In 2001, developed economies agreed to give debt service relief amounting to $34 billion to 23 Heavily Indebted Poor Countries (HIPC), 19 of which were in Africa. The initiative was meant to tackle poverty. 

Countries such as Pakistan have a lot to worry about in the present circumstances. A major chunk of its foreign exchange goes to paying off foreign debt. An ever-widening trade deficit due to its inability to make and export high-tech goods makes it vulnerable to external shocks. 

For instance, the prolonged closure of malls in Europe can hurt its key textile exports. The crash in oil prices has put the fate of millions of expatriates working in Saudi Arabia and other Middle Eastern countries in jeopardy. 

Remittances sent home by these expats help Pakistan meet its foreign currency requirements, which otherwise would have to be met with even more loans. 

The German Debt Agreement signed in 1953 eased the debt burden of West Germany and helped revive the economy after World War II.
The German Debt Agreement signed in 1953 eased the debt burden of West Germany and helped revive the economy after World War II. (AP Archive)

Venezuela, Lebanon and Zimbabwe are among the nations struggling with high debt and poverty. 
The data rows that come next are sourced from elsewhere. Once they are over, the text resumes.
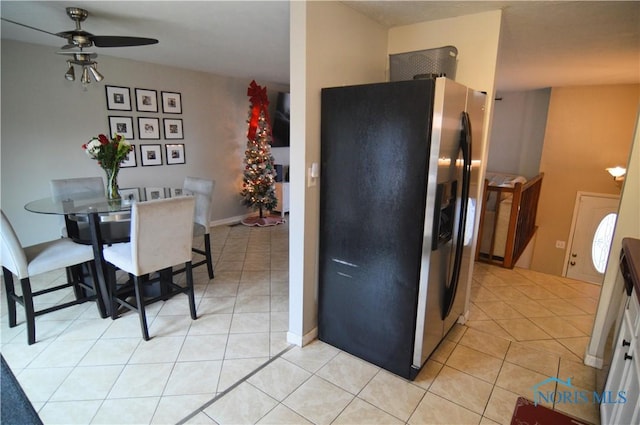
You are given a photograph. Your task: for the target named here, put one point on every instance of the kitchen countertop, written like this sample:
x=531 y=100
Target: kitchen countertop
x=631 y=252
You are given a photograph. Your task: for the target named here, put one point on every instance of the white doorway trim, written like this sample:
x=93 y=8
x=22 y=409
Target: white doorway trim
x=576 y=208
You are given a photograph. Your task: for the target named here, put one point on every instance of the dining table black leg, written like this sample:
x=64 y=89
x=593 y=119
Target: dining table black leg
x=102 y=296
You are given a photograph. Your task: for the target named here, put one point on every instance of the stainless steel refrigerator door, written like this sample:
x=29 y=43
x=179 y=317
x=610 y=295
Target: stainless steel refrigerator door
x=475 y=107
x=449 y=103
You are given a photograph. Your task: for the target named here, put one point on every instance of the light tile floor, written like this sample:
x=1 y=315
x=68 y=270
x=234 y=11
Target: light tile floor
x=233 y=364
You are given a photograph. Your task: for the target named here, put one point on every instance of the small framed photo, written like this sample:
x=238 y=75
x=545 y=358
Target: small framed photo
x=154 y=193
x=130 y=195
x=150 y=155
x=130 y=160
x=148 y=128
x=118 y=98
x=173 y=129
x=146 y=100
x=122 y=126
x=171 y=102
x=175 y=153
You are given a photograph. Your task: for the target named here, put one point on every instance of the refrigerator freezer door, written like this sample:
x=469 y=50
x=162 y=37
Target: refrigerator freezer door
x=475 y=108
x=437 y=265
x=374 y=166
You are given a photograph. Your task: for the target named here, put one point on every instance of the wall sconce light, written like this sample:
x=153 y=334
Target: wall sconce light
x=617 y=173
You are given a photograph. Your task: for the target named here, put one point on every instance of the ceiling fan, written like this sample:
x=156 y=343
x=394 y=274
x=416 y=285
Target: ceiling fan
x=79 y=39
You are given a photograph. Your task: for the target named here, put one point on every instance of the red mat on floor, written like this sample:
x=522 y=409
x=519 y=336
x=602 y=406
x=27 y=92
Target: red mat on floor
x=527 y=413
x=271 y=220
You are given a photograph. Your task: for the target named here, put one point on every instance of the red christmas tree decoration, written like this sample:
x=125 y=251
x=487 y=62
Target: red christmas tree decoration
x=258 y=187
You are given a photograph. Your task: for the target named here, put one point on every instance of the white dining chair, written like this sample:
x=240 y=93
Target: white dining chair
x=161 y=237
x=36 y=260
x=202 y=189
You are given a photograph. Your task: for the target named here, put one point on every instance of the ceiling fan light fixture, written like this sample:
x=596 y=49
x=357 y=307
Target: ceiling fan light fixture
x=85 y=76
x=70 y=75
x=94 y=72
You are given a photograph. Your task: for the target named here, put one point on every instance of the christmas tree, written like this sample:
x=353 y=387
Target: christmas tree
x=258 y=187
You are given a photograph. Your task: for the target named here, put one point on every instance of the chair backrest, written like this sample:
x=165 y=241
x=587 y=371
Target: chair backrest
x=161 y=233
x=12 y=255
x=60 y=188
x=203 y=191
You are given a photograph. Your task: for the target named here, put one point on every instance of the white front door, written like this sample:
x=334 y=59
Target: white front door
x=593 y=224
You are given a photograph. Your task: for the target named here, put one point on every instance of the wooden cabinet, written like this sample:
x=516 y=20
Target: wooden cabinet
x=282 y=193
x=623 y=380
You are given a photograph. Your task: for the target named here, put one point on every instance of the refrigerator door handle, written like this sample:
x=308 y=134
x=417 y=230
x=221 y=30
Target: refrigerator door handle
x=465 y=147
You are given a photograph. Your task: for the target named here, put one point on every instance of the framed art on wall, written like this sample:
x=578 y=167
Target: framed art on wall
x=118 y=98
x=150 y=155
x=173 y=129
x=171 y=102
x=146 y=100
x=154 y=193
x=121 y=125
x=130 y=195
x=130 y=160
x=175 y=153
x=148 y=128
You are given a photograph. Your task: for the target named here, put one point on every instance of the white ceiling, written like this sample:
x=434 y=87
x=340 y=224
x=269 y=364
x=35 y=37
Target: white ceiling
x=543 y=43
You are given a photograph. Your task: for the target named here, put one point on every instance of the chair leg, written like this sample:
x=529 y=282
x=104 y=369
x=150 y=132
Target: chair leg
x=10 y=291
x=141 y=310
x=29 y=310
x=192 y=300
x=112 y=288
x=77 y=275
x=207 y=250
x=102 y=309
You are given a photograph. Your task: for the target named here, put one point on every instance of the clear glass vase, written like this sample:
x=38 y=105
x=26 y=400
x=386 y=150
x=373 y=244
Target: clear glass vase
x=112 y=183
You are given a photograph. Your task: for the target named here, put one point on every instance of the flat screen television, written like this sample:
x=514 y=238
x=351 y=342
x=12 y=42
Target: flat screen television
x=280 y=126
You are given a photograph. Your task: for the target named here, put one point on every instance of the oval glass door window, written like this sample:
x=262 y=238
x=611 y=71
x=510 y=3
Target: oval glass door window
x=602 y=242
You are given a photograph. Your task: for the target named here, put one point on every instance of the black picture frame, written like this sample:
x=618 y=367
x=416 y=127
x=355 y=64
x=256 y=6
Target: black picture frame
x=130 y=160
x=171 y=102
x=148 y=128
x=150 y=155
x=118 y=98
x=173 y=129
x=122 y=126
x=146 y=100
x=174 y=153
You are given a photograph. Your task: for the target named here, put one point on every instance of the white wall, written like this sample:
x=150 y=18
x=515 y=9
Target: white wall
x=517 y=135
x=627 y=226
x=46 y=119
x=331 y=45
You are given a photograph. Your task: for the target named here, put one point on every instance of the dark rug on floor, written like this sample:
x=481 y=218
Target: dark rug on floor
x=527 y=413
x=15 y=407
x=271 y=220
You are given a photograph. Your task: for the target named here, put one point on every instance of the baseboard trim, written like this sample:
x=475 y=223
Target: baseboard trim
x=303 y=340
x=593 y=361
x=228 y=221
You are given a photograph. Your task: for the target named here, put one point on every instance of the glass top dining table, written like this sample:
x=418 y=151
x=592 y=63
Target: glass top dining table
x=97 y=203
x=97 y=210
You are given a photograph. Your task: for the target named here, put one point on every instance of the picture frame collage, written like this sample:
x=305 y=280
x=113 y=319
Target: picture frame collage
x=149 y=127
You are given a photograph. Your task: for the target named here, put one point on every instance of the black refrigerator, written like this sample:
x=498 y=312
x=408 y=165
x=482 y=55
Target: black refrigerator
x=395 y=167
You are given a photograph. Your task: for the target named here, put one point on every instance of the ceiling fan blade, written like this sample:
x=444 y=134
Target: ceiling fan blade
x=118 y=41
x=30 y=27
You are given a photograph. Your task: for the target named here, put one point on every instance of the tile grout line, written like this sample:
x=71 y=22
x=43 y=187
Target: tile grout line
x=234 y=386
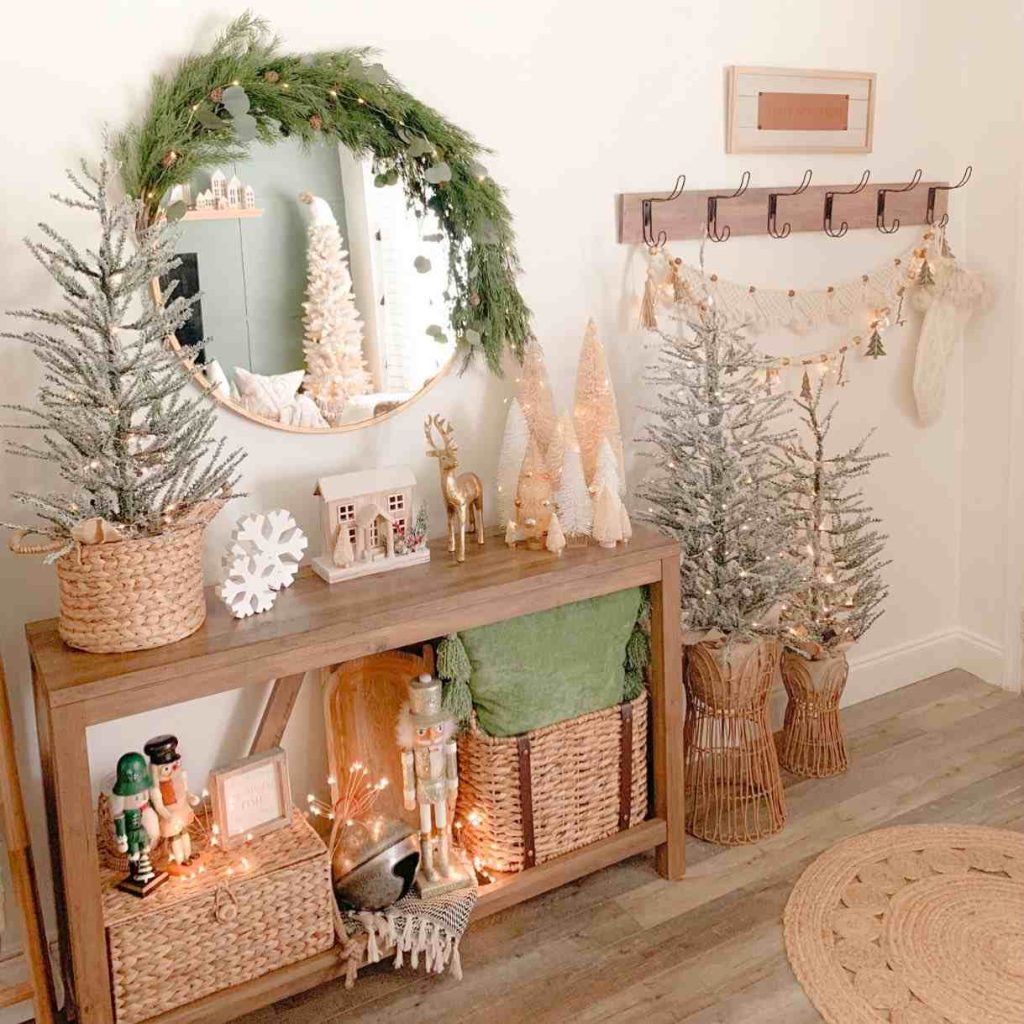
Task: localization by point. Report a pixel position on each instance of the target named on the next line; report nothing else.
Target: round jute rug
(916, 925)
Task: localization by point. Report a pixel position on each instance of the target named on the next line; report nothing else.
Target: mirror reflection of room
(322, 293)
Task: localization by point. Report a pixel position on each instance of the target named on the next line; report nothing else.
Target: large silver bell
(374, 862)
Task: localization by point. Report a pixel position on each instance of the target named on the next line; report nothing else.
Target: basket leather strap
(626, 765)
(526, 802)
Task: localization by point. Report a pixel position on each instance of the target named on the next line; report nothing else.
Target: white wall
(580, 101)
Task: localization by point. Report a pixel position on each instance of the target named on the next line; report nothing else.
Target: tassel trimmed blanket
(431, 929)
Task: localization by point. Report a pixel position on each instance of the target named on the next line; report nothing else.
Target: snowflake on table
(262, 557)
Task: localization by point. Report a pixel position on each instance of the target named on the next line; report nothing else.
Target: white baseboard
(904, 664)
(884, 671)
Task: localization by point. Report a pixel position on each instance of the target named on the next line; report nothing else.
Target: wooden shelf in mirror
(233, 214)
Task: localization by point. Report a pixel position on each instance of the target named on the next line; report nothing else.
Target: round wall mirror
(340, 244)
(320, 297)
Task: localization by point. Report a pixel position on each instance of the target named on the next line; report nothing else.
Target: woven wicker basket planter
(811, 742)
(524, 800)
(192, 938)
(130, 595)
(732, 781)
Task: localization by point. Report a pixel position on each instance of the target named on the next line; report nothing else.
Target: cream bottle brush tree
(336, 368)
(595, 413)
(838, 543)
(116, 416)
(718, 489)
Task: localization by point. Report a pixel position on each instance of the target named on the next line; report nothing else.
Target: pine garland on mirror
(246, 88)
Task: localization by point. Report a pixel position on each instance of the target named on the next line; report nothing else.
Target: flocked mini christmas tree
(536, 399)
(510, 461)
(335, 366)
(116, 414)
(837, 541)
(718, 489)
(595, 412)
(572, 500)
(609, 513)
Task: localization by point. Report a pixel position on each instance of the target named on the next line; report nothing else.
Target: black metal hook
(713, 231)
(880, 213)
(930, 213)
(646, 214)
(773, 207)
(829, 198)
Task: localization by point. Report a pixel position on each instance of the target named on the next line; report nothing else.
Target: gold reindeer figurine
(463, 494)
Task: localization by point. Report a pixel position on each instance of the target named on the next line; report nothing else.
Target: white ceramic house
(218, 185)
(371, 507)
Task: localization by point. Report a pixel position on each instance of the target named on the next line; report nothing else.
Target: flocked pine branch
(114, 411)
(836, 540)
(719, 489)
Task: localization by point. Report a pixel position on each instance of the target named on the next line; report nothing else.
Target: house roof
(365, 481)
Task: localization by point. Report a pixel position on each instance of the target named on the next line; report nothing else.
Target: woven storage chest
(524, 800)
(194, 937)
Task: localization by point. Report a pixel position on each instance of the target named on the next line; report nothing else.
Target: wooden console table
(313, 626)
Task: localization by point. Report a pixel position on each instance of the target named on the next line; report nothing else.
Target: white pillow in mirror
(266, 395)
(303, 412)
(217, 379)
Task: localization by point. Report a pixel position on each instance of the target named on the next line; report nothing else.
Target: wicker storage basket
(194, 937)
(526, 799)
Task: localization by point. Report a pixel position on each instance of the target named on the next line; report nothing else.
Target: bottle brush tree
(840, 549)
(718, 489)
(116, 415)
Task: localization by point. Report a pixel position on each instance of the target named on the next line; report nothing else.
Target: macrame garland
(927, 273)
(759, 310)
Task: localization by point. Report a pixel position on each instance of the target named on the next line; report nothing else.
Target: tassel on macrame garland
(427, 930)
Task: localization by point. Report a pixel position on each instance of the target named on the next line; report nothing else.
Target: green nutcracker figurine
(135, 823)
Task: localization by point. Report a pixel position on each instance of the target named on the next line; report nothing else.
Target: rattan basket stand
(733, 784)
(811, 742)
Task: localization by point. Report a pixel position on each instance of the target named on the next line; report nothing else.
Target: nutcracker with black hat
(430, 782)
(171, 800)
(135, 823)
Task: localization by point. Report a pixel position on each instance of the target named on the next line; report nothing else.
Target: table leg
(667, 719)
(276, 713)
(76, 827)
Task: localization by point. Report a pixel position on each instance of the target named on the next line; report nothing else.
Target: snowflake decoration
(262, 558)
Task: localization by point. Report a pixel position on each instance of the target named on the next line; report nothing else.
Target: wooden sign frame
(794, 110)
(233, 834)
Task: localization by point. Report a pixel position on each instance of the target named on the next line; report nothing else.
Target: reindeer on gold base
(463, 494)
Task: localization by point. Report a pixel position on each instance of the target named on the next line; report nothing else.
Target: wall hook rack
(690, 213)
(930, 212)
(713, 231)
(880, 216)
(652, 241)
(829, 204)
(773, 207)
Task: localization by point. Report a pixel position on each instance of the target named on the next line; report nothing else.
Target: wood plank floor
(625, 945)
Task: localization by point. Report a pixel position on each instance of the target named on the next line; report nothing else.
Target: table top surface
(314, 624)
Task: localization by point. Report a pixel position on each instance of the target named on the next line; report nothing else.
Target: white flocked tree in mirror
(333, 331)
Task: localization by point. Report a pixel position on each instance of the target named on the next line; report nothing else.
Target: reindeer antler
(444, 431)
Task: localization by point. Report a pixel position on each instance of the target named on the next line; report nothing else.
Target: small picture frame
(251, 797)
(796, 110)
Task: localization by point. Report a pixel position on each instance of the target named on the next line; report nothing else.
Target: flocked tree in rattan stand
(717, 492)
(841, 594)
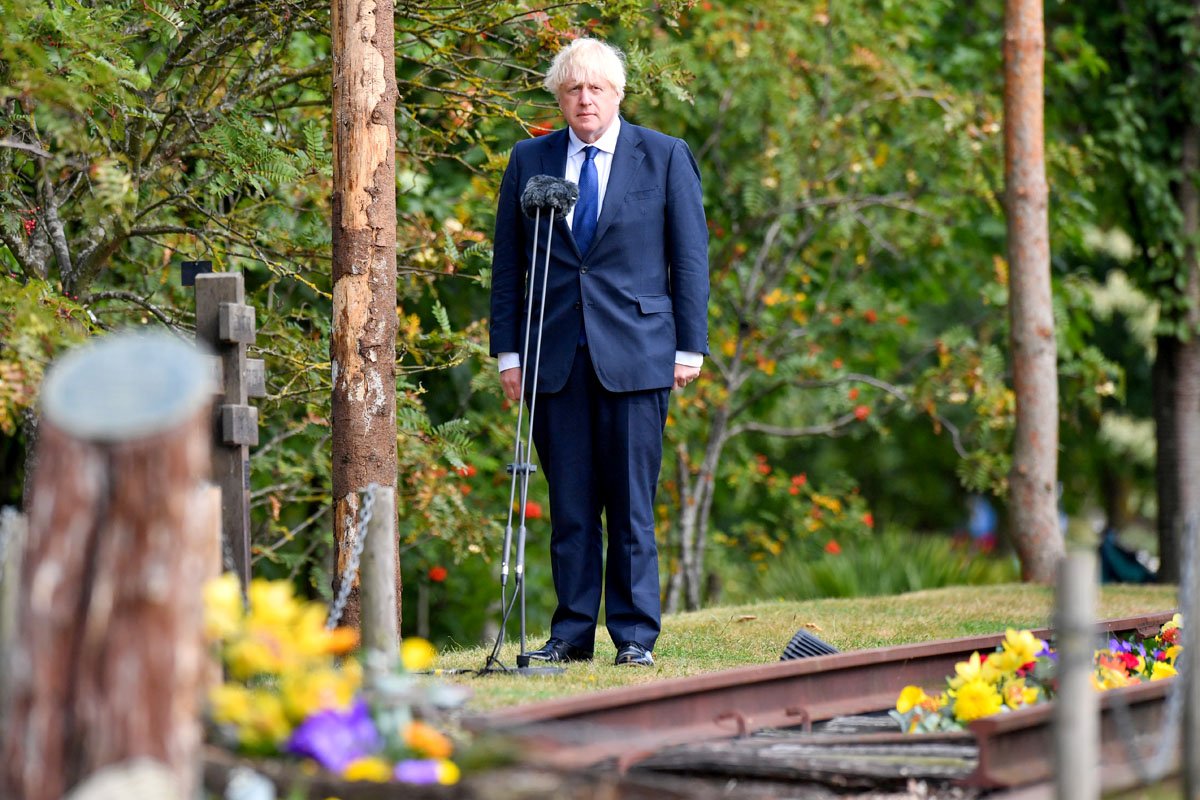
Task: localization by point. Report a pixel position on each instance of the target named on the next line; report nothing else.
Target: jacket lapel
(625, 162)
(553, 162)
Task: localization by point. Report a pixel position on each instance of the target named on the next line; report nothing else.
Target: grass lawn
(736, 636)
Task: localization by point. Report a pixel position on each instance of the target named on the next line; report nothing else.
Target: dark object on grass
(804, 644)
(1120, 564)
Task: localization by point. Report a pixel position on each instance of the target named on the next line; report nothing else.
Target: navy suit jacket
(641, 290)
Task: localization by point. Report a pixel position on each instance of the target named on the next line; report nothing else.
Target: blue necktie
(587, 209)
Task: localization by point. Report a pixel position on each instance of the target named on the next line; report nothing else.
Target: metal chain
(9, 522)
(352, 564)
(1153, 768)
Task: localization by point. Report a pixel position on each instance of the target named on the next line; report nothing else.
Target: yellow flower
(271, 603)
(371, 768)
(259, 653)
(222, 607)
(229, 703)
(417, 654)
(1023, 645)
(427, 740)
(448, 773)
(312, 690)
(910, 698)
(1162, 669)
(976, 698)
(267, 725)
(973, 668)
(1017, 693)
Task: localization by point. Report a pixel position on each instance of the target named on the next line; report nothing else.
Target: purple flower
(418, 770)
(335, 738)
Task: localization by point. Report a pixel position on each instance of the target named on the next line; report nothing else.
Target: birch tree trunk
(1033, 476)
(363, 347)
(1176, 380)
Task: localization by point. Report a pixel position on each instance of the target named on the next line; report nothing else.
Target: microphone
(547, 193)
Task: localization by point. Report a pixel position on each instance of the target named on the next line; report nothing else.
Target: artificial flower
(223, 607)
(427, 740)
(976, 698)
(334, 738)
(371, 768)
(417, 654)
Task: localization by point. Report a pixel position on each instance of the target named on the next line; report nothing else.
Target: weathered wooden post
(1078, 707)
(363, 337)
(111, 660)
(226, 325)
(12, 547)
(381, 633)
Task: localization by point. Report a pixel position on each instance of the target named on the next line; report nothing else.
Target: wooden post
(1033, 476)
(111, 657)
(1077, 733)
(363, 340)
(226, 325)
(12, 547)
(379, 553)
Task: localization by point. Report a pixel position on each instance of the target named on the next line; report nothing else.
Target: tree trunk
(111, 661)
(1033, 476)
(363, 347)
(1176, 379)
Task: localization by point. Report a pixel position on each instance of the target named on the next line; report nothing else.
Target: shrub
(885, 564)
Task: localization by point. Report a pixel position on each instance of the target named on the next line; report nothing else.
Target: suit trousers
(601, 452)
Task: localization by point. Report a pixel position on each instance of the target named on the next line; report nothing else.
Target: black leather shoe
(558, 650)
(634, 655)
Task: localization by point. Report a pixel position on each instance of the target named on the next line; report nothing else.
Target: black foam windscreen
(804, 645)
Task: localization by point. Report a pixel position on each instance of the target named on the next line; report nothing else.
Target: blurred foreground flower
(295, 687)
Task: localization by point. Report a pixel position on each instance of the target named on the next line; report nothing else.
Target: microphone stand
(522, 467)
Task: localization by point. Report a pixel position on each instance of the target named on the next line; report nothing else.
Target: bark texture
(1176, 379)
(1033, 476)
(111, 661)
(363, 347)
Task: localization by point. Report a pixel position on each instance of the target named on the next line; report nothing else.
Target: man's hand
(684, 376)
(510, 380)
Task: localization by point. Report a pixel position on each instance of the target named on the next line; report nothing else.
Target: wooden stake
(109, 657)
(1078, 707)
(379, 630)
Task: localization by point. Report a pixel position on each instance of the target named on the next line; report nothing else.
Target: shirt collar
(607, 143)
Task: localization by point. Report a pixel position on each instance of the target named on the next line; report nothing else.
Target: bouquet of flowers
(293, 687)
(1021, 672)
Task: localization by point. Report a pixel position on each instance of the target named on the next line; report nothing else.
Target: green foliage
(888, 563)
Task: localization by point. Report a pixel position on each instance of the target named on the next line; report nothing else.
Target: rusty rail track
(631, 725)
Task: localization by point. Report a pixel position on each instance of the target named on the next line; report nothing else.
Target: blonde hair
(587, 59)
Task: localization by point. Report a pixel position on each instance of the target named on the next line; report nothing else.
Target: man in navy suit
(625, 322)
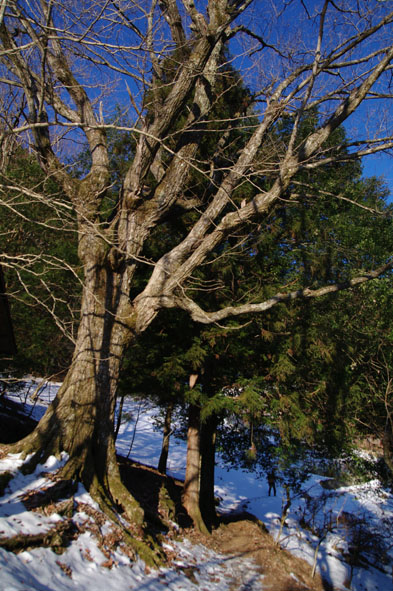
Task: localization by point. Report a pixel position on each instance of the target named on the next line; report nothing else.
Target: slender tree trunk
(119, 416)
(206, 488)
(191, 484)
(388, 446)
(162, 463)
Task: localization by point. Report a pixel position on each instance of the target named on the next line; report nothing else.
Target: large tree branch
(205, 317)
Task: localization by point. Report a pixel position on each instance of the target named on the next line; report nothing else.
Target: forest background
(184, 216)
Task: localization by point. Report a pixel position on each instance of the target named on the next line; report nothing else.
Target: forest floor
(238, 536)
(347, 530)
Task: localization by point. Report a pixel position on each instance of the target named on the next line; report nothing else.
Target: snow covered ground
(327, 524)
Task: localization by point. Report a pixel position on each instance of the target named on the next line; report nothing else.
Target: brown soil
(240, 535)
(237, 535)
(243, 536)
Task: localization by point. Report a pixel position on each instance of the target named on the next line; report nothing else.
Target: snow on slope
(369, 506)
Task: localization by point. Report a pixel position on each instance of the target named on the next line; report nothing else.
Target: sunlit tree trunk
(80, 420)
(162, 463)
(191, 496)
(206, 488)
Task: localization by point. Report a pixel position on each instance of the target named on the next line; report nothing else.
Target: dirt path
(246, 538)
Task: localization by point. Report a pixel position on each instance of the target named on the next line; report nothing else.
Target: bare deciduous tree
(68, 62)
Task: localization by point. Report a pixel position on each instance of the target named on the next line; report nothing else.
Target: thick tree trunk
(80, 420)
(192, 480)
(208, 454)
(162, 463)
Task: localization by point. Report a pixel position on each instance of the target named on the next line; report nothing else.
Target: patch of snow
(82, 565)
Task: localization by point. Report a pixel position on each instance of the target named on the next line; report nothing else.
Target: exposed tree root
(57, 538)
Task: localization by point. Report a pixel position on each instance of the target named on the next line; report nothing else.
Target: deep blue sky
(380, 165)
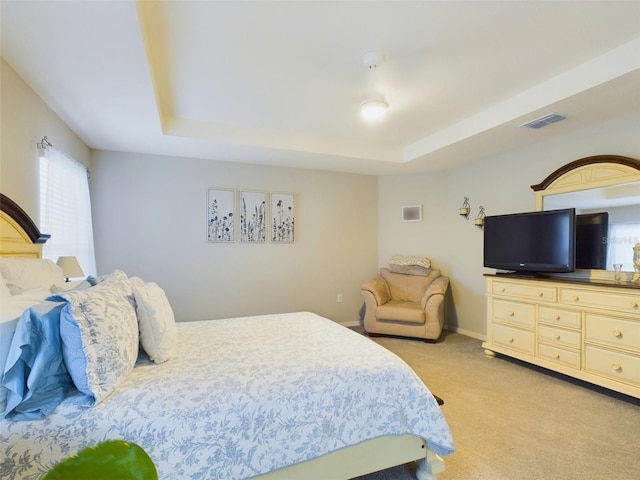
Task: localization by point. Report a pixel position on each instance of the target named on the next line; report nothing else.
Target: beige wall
(150, 216)
(502, 185)
(25, 118)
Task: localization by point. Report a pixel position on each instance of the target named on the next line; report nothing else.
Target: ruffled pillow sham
(99, 331)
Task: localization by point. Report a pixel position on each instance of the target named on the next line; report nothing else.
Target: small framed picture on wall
(221, 215)
(412, 213)
(253, 217)
(281, 211)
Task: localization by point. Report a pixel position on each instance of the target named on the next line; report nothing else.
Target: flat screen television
(592, 230)
(531, 242)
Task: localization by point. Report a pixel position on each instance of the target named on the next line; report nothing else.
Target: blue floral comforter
(243, 397)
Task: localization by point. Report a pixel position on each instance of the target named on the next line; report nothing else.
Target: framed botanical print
(220, 215)
(282, 216)
(253, 217)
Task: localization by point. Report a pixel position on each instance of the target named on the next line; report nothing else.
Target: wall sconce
(479, 221)
(465, 209)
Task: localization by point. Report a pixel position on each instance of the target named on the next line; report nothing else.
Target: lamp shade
(70, 267)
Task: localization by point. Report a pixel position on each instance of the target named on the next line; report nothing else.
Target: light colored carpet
(514, 421)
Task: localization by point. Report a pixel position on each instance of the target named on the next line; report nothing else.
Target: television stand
(580, 328)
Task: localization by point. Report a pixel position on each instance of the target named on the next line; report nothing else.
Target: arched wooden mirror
(605, 191)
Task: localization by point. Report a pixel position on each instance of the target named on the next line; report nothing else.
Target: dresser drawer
(514, 338)
(514, 313)
(525, 290)
(613, 331)
(619, 366)
(622, 302)
(563, 318)
(560, 337)
(559, 355)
Some experts such as Turkish economist Sabri Oncu say that the developed world can repeat the concessions that were offered to Germany after World War II. 

In 1953, 20 major powers wrote off most of Germany’s debt while rescheduling the remaining to be paid over many years at a low interest rate. More significantly, Germany was supposed to make the payments only if it ran a trade surplus and the repayment didn’t exceed 3 percent of its annual export earnings.

"Then came the economic miracle of West Germany. Why can we not do something similar for poor countries under current conditons? We must," Oncu told TRT World

That was significant for Germany since otherwise it would need to borrow more to return the previous loans.

Oncu says Khan has a strong case. "All developing countries should line up behind him and ask for debt relief from their foreign creditors including official creditors such as the IMF and the World Bank." 

Even the corporate debt of such countries must be restructured, he says. 

"As Michael Hudson always says, debts that cannot be paid will not be, so we better cancel those that cannot be paid." 

A lot to consider 

Developed countries including the United States, Japan, South Korea, Germany and members of the European Union (EU) are themselves focused on fighting the pandemic. 

“Post-crisis there will also be obstacles since developed economies will themselves have expanded fiscal deficits and debt burdens as a consequence of policy responses to the pandemic,” says Oxford Economics. 

There’s also the problem related with China’s growing role as a lender to poor countries. China has loaned more than $400 billion to countries including Ecuador, Venezuela, Pakistan and Sri Lanka becoming their single largest creditor. 

Developed countries would be reluctant to act if they see that their debt right-off wouldn’t help reduce the overall burden of these countries due to increased borrowing from China, says Oxford Economics. 

“The fact that China is not a member of the Paris Club a club (of rich countries) set up to coordinate the restructuring of bilateral lending to poor countries makes such restructuring particularly complicated and thus less likely.”